As Lenny slept, I watched both games in the living room, offering him a little play-by-play along the way. The Wild game ended, and five minutes later, Lenny passed away.
It was kind of poignant. I’ve watched countless games on TV with Lenny over the years. I got to watch two final ones to completion.
I just want to thank Lenny’s incredible hospice team. Honestly, these special people work tirelessly and are some of the most caring folks I’ve ever met in my life. They’ll sit there for hours talking and have been incredible support for my mom.
Back in December, I was driving in Columbus, Ohio, when I got a call from my mom and Lenny asking, “How can I start a blog?”
I was like, “a what????” And they said, “a blog!”
Lenny explained that he wanted to start a blog for hospice patients that may feel like they are in helpless situations. He wanted it to be a place where they can support each other through such a tough time.
When I visited over the NHL’s Christmas break, Lenny said he wrote half his first entry and wanted my help with it. Sadly, we never did get to work on it or publish it.

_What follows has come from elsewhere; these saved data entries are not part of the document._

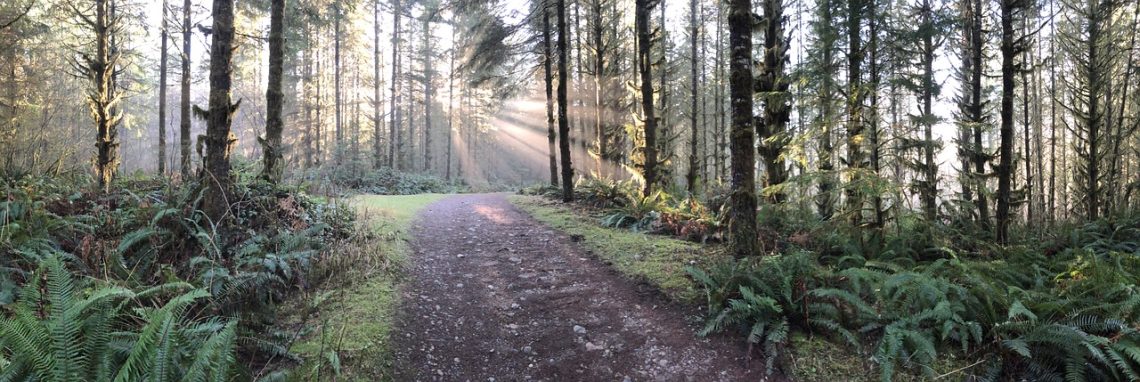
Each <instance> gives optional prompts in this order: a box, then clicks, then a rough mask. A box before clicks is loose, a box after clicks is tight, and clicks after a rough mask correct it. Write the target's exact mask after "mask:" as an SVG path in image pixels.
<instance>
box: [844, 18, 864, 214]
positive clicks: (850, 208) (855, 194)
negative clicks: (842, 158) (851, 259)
mask: <svg viewBox="0 0 1140 382" xmlns="http://www.w3.org/2000/svg"><path fill="white" fill-rule="evenodd" d="M863 1H864V0H847V169H848V171H849V172H850V184H848V185H847V189H846V195H847V210H848V213H850V221H852V223H853V225H856V226H858V225H861V223H862V222H863V192H862V190H861V189H860V188H861V187H863V186H862V185H861V182H862V180H861V179H862V178H863V176H862V173H861V172H862V168H863V148H862V145H861V141H862V139H863V95H864V90H863V36H862V29H863V11H864V7H865V5H864V2H863Z"/></svg>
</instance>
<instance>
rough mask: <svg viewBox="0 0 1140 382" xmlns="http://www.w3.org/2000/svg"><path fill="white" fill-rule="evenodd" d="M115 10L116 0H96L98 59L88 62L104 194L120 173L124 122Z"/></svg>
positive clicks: (94, 56)
mask: <svg viewBox="0 0 1140 382" xmlns="http://www.w3.org/2000/svg"><path fill="white" fill-rule="evenodd" d="M114 8H115V5H114V0H96V2H95V13H96V14H95V21H93V25H92V27H93V29H95V38H96V50H95V56H93V57H91V58H88V62H87V66H88V67H87V70H88V72H89V73H88V74H89V76H90V79H91V80H92V81H93V83H92V87H91V91H90V92H89V95H88V101H89V103H90V105H91V111H92V113H91V114H92V116H93V117H95V122H96V128H97V129H96V130H97V132H96V133H97V136H96V143H95V147H96V152H97V154H96V161H95V172H96V180H97V181H98V184H99V189H101V190H103V192H104V193H109V192H111V181H112V180H114V179H115V174H116V173H117V172H119V162H120V156H119V138H117V136H119V133H117V132H119V131H117V130H119V122H120V121H122V113H121V112H120V111H119V101H120V99H121V97H120V95H119V92H117V91H116V81H115V70H116V67H117V62H119V47H117V46H116V43H115V39H114V38H113V34H114V33H115V29H116V24H117V18H116V16H115V10H114Z"/></svg>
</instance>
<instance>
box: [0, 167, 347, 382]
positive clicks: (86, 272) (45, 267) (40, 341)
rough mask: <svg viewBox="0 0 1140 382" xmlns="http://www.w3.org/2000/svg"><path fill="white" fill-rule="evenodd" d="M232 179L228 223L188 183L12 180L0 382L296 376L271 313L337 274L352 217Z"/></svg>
mask: <svg viewBox="0 0 1140 382" xmlns="http://www.w3.org/2000/svg"><path fill="white" fill-rule="evenodd" d="M238 179H239V182H238V186H237V187H236V192H235V194H234V196H233V198H231V205H230V211H231V219H229V220H228V221H222V222H218V221H211V220H210V219H209V218H206V216H205V214H204V213H203V212H202V210H201V209H200V204H201V200H202V196H201V195H202V194H201V192H200V187H197V185H195V184H193V182H184V184H171V182H169V181H168V180H163V179H152V178H141V177H139V178H129V179H123V180H121V181H119V182H117V184H116V185H115V187H114V189H115V192H113V193H109V194H104V193H99V192H93V190H88V189H84V187H83V186H79V185H82V184H83V182H82V181H81V180H68V179H56V180H51V179H43V178H23V179H17V180H6V181H5V185H3V190H2V193H3V194H2V196H3V198H2V200H0V221H2V222H3V225H2V227H0V332H2V335H0V369H2V372H0V381H7V380H15V381H22V380H36V381H74V380H88V381H112V380H114V381H136V380H148V381H165V380H187V379H188V380H193V381H204V380H218V381H225V380H234V379H236V380H255V379H261V380H275V379H278V377H280V376H283V375H284V373H285V371H286V369H287V368H290V367H291V365H296V363H298V361H299V360H300V359H299V357H298V356H296V355H293V353H291V352H290V351H288V350H287V349H288V346H290V342H291V341H294V340H295V335H291V334H290V333H288V331H286V330H285V328H283V327H280V326H279V325H278V322H277V316H278V306H279V304H282V303H283V302H285V301H286V300H290V299H292V298H294V296H295V295H298V292H300V291H306V290H309V288H312V287H314V286H315V285H319V284H320V283H323V282H325V281H326V279H328V278H329V277H332V276H333V275H336V274H339V270H337V269H335V267H345V265H344V263H343V262H341V261H337V260H339V259H337V250H336V249H337V247H343V246H348V245H352V242H353V241H359V239H361V238H363V237H361V236H360V235H359V234H358V233H356V231H357V230H356V226H357V221H356V212H355V211H353V210H352V209H351V208H349V206H348V205H347V204H345V203H341V202H339V201H336V200H328V198H321V197H314V196H310V195H307V194H306V193H302V192H299V190H298V189H296V188H290V187H278V186H272V185H269V184H264V182H260V181H257V180H253V177H238ZM332 356H335V355H332ZM332 358H335V357H332Z"/></svg>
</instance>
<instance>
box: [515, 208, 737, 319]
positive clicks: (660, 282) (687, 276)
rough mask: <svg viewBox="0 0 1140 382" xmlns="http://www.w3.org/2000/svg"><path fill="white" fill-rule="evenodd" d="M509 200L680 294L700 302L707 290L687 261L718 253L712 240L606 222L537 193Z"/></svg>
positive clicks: (602, 258)
mask: <svg viewBox="0 0 1140 382" xmlns="http://www.w3.org/2000/svg"><path fill="white" fill-rule="evenodd" d="M510 201H511V202H512V203H514V204H515V205H518V206H519V208H520V209H522V210H523V211H527V213H529V214H530V216H532V217H535V219H537V220H538V221H541V222H543V223H546V225H547V226H549V227H551V228H554V229H557V230H560V231H563V233H565V234H568V235H571V236H575V237H581V241H583V244H584V245H585V247H586V249H588V250H591V251H592V252H593V253H594V254H595V255H596V257H597V258H598V259H601V260H603V261H605V262H609V263H610V265H611V266H613V267H614V268H616V269H617V270H618V271H620V273H622V274H625V275H627V276H630V277H633V278H635V279H638V281H643V282H646V283H649V284H651V285H653V286H657V287H658V288H660V290H661V291H662V292H665V293H666V294H667V295H669V296H670V298H673V299H675V300H678V301H683V302H695V301H697V300H698V299H699V298H700V296H701V295H702V294H701V292H700V291H699V290H698V288H697V285H695V284H693V281H692V279H690V278H689V276H687V274H686V273H685V267H686V266H690V265H695V263H700V262H706V261H709V260H711V259H712V258H715V255H712V254H710V253H712V251H710V250H709V249H708V247H707V246H702V245H700V244H697V243H692V242H685V241H681V239H676V238H671V237H667V236H659V235H646V234H644V233H635V231H632V230H628V229H613V228H606V227H602V226H601V219H600V217H594V216H589V214H587V213H584V212H580V211H575V210H571V209H570V208H568V206H567V205H565V204H562V203H556V202H551V201H548V200H545V198H543V197H538V196H526V195H512V196H511V197H510Z"/></svg>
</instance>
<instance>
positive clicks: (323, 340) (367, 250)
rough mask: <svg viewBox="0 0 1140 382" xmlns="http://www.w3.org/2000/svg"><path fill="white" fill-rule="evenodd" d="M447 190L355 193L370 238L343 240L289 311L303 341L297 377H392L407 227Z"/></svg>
mask: <svg viewBox="0 0 1140 382" xmlns="http://www.w3.org/2000/svg"><path fill="white" fill-rule="evenodd" d="M445 196H447V195H442V194H421V195H400V196H380V195H366V196H357V197H355V198H352V200H351V201H350V203H351V204H352V205H353V206H356V208H357V211H358V213H359V214H360V226H361V227H359V228H360V229H361V230H364V233H365V234H369V235H361V237H368V238H367V239H355V241H351V242H352V243H348V244H347V245H343V246H342V249H343V250H341V251H337V252H339V253H336V254H334V255H335V257H336V258H335V259H329V260H328V263H327V267H328V269H327V270H326V271H327V273H328V274H329V277H328V282H327V283H326V284H325V285H323V286H321V287H320V288H319V290H318V291H315V292H312V293H311V294H310V295H309V298H307V299H304V301H303V302H298V304H299V306H298V307H294V309H292V311H294V312H298V316H301V317H294V318H293V319H294V320H299V322H303V323H304V324H298V325H299V326H301V328H300V330H299V333H300V334H301V335H300V339H299V340H298V341H295V342H294V343H293V346H292V347H291V349H290V350H291V351H292V352H294V353H298V355H300V356H301V358H302V359H303V363H302V365H301V366H300V367H298V368H296V369H294V372H293V374H292V380H294V381H325V380H329V379H332V377H333V376H336V379H337V380H347V381H377V380H389V379H390V377H389V376H388V371H389V369H390V368H391V351H390V348H389V333H390V331H391V325H392V318H393V317H394V315H396V312H397V311H396V308H397V307H398V306H399V302H400V301H399V290H400V284H401V268H402V267H404V265H405V263H406V261H407V258H408V251H409V250H408V241H409V239H410V238H412V237H410V233H409V231H408V228H409V227H410V225H412V221H413V220H414V218H415V216H416V213H417V212H418V211H420V210H421V209H423V208H424V206H426V205H429V204H431V203H432V202H435V201H438V200H440V198H442V197H445Z"/></svg>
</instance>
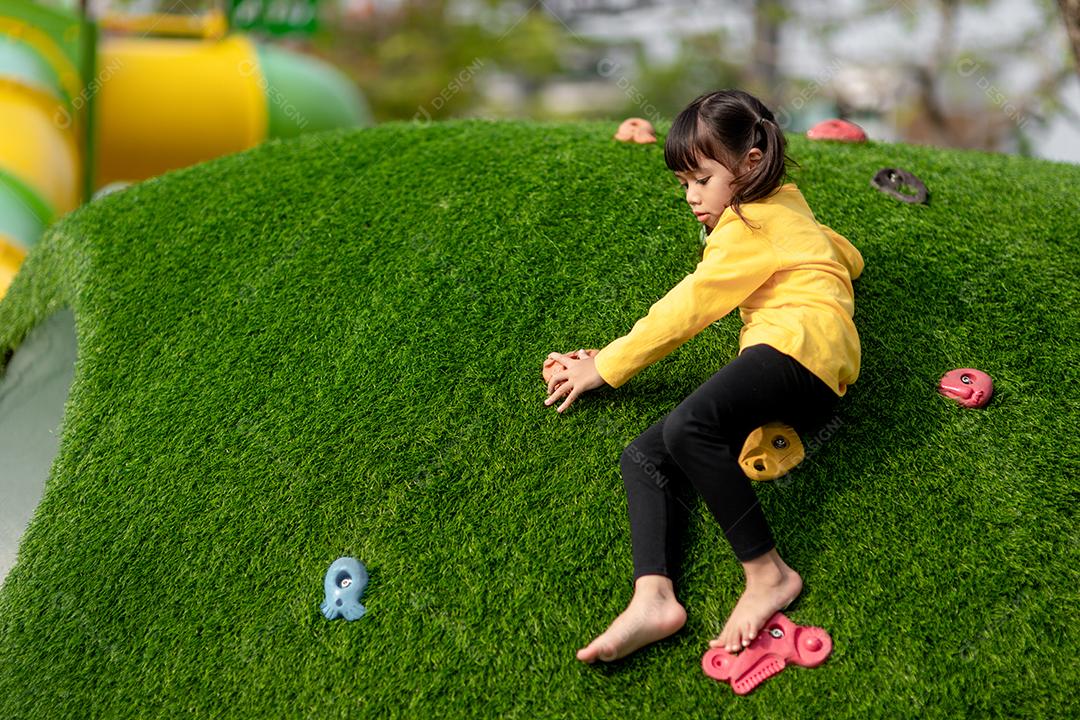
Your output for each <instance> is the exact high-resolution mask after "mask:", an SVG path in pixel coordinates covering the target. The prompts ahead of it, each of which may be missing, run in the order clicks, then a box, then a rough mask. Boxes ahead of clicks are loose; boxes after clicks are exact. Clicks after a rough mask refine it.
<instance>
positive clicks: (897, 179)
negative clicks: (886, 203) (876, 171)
mask: <svg viewBox="0 0 1080 720" xmlns="http://www.w3.org/2000/svg"><path fill="white" fill-rule="evenodd" d="M870 185H872V186H873V187H874V188H876V189H878V190H880V191H881V192H883V193H886V194H887V195H892V196H893V198H895V199H896V200H902V201H904V202H905V203H912V204H915V203H924V202H927V198H928V196H929V195H930V192H929V191H928V190H927V186H924V185H923V184H922V180H920V179H919V178H917V177H915V176H914V175H912V174H910V173H908V172H907V171H906V169H901V168H899V167H882V168H881V169H879V171H878V172H877V174H876V175H874V179H872V180H870ZM905 188H907V189H909V190H910V191H913V192H914V193H915V194H909V193H908V192H904V189H905Z"/></svg>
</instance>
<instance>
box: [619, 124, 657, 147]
mask: <svg viewBox="0 0 1080 720" xmlns="http://www.w3.org/2000/svg"><path fill="white" fill-rule="evenodd" d="M615 139H617V140H622V141H624V142H640V144H643V145H644V144H646V142H656V141H657V132H656V131H654V130H652V123H650V122H649V121H648V120H645V119H644V118H626V119H625V120H623V121H622V124H621V125H619V130H618V131H617V132H616V134H615Z"/></svg>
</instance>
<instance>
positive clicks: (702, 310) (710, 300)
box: [595, 222, 858, 388]
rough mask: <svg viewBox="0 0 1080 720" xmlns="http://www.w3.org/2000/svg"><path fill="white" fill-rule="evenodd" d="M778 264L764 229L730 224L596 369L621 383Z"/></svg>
mask: <svg viewBox="0 0 1080 720" xmlns="http://www.w3.org/2000/svg"><path fill="white" fill-rule="evenodd" d="M856 255H858V253H856ZM779 267H780V260H779V258H778V257H777V253H775V250H774V249H773V247H772V245H771V244H770V243H769V241H768V240H767V239H766V237H765V236H764V235H762V234H761V233H751V232H748V231H746V230H745V229H744V228H743V223H742V222H729V223H728V226H727V228H725V229H724V231H723V232H720V233H713V235H712V236H711V237H710V242H708V245H707V246H706V247H705V253H704V255H703V257H702V259H701V262H699V263H698V267H697V269H696V270H694V271H693V273H691V274H689V275H687V276H686V277H684V279H683V281H681V282H679V283H678V285H676V286H675V287H673V288H672V289H671V290H669V291H667V295H665V296H664V297H662V298H660V299H659V300H657V301H656V303H653V304H652V307H651V308H649V312H648V314H647V315H646V316H645V317H643V318H640V320H639V321H637V323H635V324H634V327H633V329H631V331H630V332H629V334H626V335H624V336H623V337H621V338H619V339H618V340H613V341H611V342H610V343H608V345H607V347H605V348H604V349H603V350H600V351H599V352H598V353H597V354H596V358H595V362H596V371H597V372H599V375H600V377H602V378H603V379H604V381H605V382H606V383H608V384H609V385H611V386H612V388H618V386H620V385H622V384H623V383H625V382H626V381H627V380H630V379H631V378H632V377H634V376H635V375H637V372H639V371H640V370H642V369H644V368H645V367H647V366H649V365H651V364H652V363H656V362H657V361H658V359H660V358H662V357H663V356H665V355H667V354H669V353H671V352H672V351H673V350H675V349H676V348H678V347H679V345H680V344H683V343H684V342H686V341H687V340H689V339H690V338H692V337H693V336H696V335H697V334H698V332H700V331H701V330H703V329H704V328H705V327H707V326H708V325H710V324H712V323H714V322H716V321H718V320H719V318H721V317H724V316H725V315H727V314H728V313H729V312H731V311H732V310H734V309H735V308H737V307H738V305H739V303H741V302H742V301H743V300H745V299H746V298H748V297H750V296H751V295H752V294H753V293H754V290H756V289H757V288H758V287H760V286H761V284H762V283H765V282H766V281H767V280H768V279H769V277H770V276H771V275H772V274H773V273H774V272H775V271H777V270H778V269H779Z"/></svg>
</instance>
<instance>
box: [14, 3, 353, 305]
mask: <svg viewBox="0 0 1080 720" xmlns="http://www.w3.org/2000/svg"><path fill="white" fill-rule="evenodd" d="M16 11H17V12H16ZM5 13H6V14H5ZM50 13H51V14H50ZM46 23H52V25H53V27H51V28H46V29H42V28H41V25H43V24H46ZM64 23H66V24H67V25H66V26H64V25H63V24H64ZM72 27H75V28H76V31H72V30H71V28H72ZM78 27H79V25H78V21H76V19H72V18H70V17H63V16H60V15H58V14H57V13H55V11H48V10H44V9H41V8H39V6H35V5H32V4H31V3H27V2H25V1H23V0H0V297H2V296H3V294H4V293H5V291H6V288H8V286H9V285H10V283H11V280H12V279H13V277H14V274H15V273H16V272H17V270H18V267H19V264H21V263H22V261H23V259H24V258H25V256H26V253H27V250H28V249H29V248H30V247H32V246H33V244H35V243H36V242H37V240H38V237H39V236H40V235H41V233H42V231H43V230H44V228H46V227H48V226H49V225H50V223H52V222H53V221H54V220H55V219H56V218H58V217H59V216H62V215H64V214H66V213H68V212H70V210H72V209H75V208H76V207H78V206H79V205H80V204H81V203H82V202H84V201H85V200H86V196H85V195H86V194H87V191H90V190H93V189H97V188H102V187H105V186H106V185H109V184H111V182H116V181H126V182H135V181H138V180H143V179H146V178H148V177H152V176H154V175H160V174H161V173H164V172H166V171H170V169H173V168H177V167H185V166H187V165H191V164H194V163H197V162H201V161H204V160H208V159H211V158H216V157H218V155H222V154H227V153H231V152H238V151H240V150H244V149H247V148H251V147H253V146H255V145H258V144H259V142H261V141H262V140H265V139H267V138H280V137H292V136H295V135H299V134H301V133H307V132H313V131H319V130H328V128H333V127H343V126H355V125H364V124H369V122H370V120H369V113H368V110H367V107H366V106H365V104H364V101H363V98H362V96H361V95H360V93H359V91H357V90H356V89H355V86H353V85H352V84H351V83H350V82H349V81H348V80H347V79H346V78H345V77H343V76H342V74H341V73H340V72H339V71H338V70H337V69H335V68H333V67H330V66H328V65H326V64H324V63H322V62H320V60H316V59H313V58H310V57H306V56H302V55H298V54H296V53H291V52H288V51H285V50H282V49H279V47H274V46H272V45H257V44H256V43H254V42H252V41H251V40H249V39H248V38H246V37H244V36H242V35H231V36H226V37H224V38H220V39H164V38H161V39H154V38H151V39H143V38H139V39H136V38H126V37H119V38H107V39H104V40H103V41H102V42H100V43H99V45H98V47H97V56H96V67H95V68H94V71H93V72H92V73H89V74H87V77H92V78H93V79H92V80H91V81H90V83H89V85H87V84H85V83H84V82H83V80H82V77H83V74H81V73H80V71H79V68H78V67H77V63H78V56H79V49H78V46H77V44H78V43H77V41H76V43H75V45H76V46H75V47H73V49H72V43H71V40H70V38H71V37H72V36H75V37H76V38H78ZM57 28H59V30H57ZM45 30H51V31H45ZM60 38H64V40H62V39H60ZM86 107H92V108H93V110H92V111H93V116H94V117H93V122H92V123H91V128H92V130H91V132H90V133H87V132H86V130H85V123H86V122H87V121H89V118H86V117H85V116H87V114H89V113H86V112H85V111H84V110H85V108H86ZM87 137H89V138H90V145H91V147H90V148H87V147H86V145H87V141H86V139H85V138H87ZM87 157H90V158H93V162H91V163H87V161H86V158H87ZM87 164H90V165H93V167H92V168H87V167H86V165H87ZM87 172H90V173H92V177H91V178H89V179H90V182H86V179H87V178H86V177H85V174H86V173H87Z"/></svg>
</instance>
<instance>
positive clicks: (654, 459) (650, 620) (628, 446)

Just prior to Lenny dying, I found it on his iPad. I thought I’d share it:
Another Beautiful Day
This blog is for shut ins, bedridden people and those people who wish to meet
others on the internet. Most of us have a circle of friends, family and
colleagues. We may have 3, 30, more, or less. However, we
may not be able to be in touch with these people. I believe my blog
will introduce people who understand one another and their situation. We will
share our experiences, strengths, and hopes.
My personal story is as follows: in December of 2012 I was not feeling well. My
wife convinced me to see a doctor. We found that I had Chron’s/Colitis. We began
a first tier of therapy. The therapy was not working, so we went to the next
tier. This included very expensive medications ($1100.00). On May 6th, I was a
substitute teacher for kindergarten class. My left foot hurt very much and I was
limping. At dinner time, I was unable to control my fork. I was cold and I felt
very sick. My wife and I went to the emergency room of our hospital. I was
admitted to the hospital for tests. My son flew in from Minneapolis. That night
my family was called at 2:30 in the morning to get to the hospital as soon as
possible. I had an embolism in my left calf. I was in congestive heart failure
as well. One doctor told my family that I only had 10 1/2 hours to live. Well
we proved them wrong, I was in the intensive care unit for the next eight
days. I had renal failure and was on dialysis. That worked, but I was told that I
may have cancer. No cancer, but we had to drain fluid from my lungs. After four
weeks I went to a rehabilitation center for eight weeks. I went from wheel chair
to walker and then to using a cane. I lost 55-60 pounds. I have been very
positive since this began. I was told that I am not a candidate for heart
transplant. My cardiologist recommended palliative care. We contacted a company,
Seasons hospice, this is not your grandmothers hospice. My nursing care is
extraordinary. I have an iv that regulates my heart and we have to change the
iv bag every three days. We have a music therapist who comes twice a month with
her guitar. I like Stevie Nicks and she also likes her. Their Chaplin also is
available. Our case manager has been very helpful to us. This concept of hospice
is to make your life as comfortable as possible. They look to extend life, you
are not preparing for your ultimate demise. I have taken this opportunity to
alert you, that all is not a dark road with no opportunities. Our 16th
president, Abraham Lincoln said that people are as happy as they make up their
minds to be. I know that I could just turn my back and feel very sorry for myself. I have made a choice to be as positive as possible.